Asthma is among the most common chronic respiratory diseases, affecting approximately 3340 individuals per 100,000 worldwide. It is a heterogeneous condition associated with airway hyperresponsiveness and chronic inflammation. Severe asthma (SA) affects 3-10% of patients, most of whom exhibit Type 2 (T2) inflammation with elevated eosinophil counts or increased fractional exhaled nitric oxide. Although the Global Initiative for Asthma provides detailed guidelines for SA, patients with marked hypereosinophilia (HE; >1500 cells/µL) who do not meet diagnostic criteria for hypereosinophilic syndrome (HES) or eosinophilic granulomatosis with polyangiitis (EGPA) remain insufficiently addressed. In such cases, oral corticosteroids, and T2-targeted monoclonal antibodies (MAbs) inhibiting interleukin-5 or its receptor are the main therapeutic options.

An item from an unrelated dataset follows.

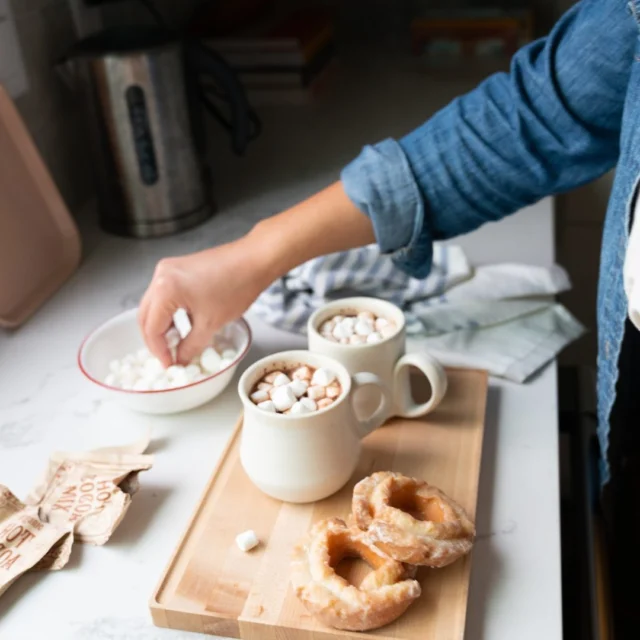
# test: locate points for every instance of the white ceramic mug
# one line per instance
(308, 457)
(387, 359)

For instance, mepolizumab is approved for EGPA, HES, and chronic rhinosinusitis with nasal polyps, but its use in hypereosinophilic SA is limited by eligibility, tolerance, or effectiveness. SA with HE not classified as HES or EGPA is exceptionally rare and may be diagnosed by the exclusion of other potential causes of HE. This review analyzes recent studies and case reports, aiming to expand the understanding of this underrecognized clinical entity, its relation to T2 inflammation and eosinophilic disorders, and to highlight the need for improved diagnostic and therapeutic strategies.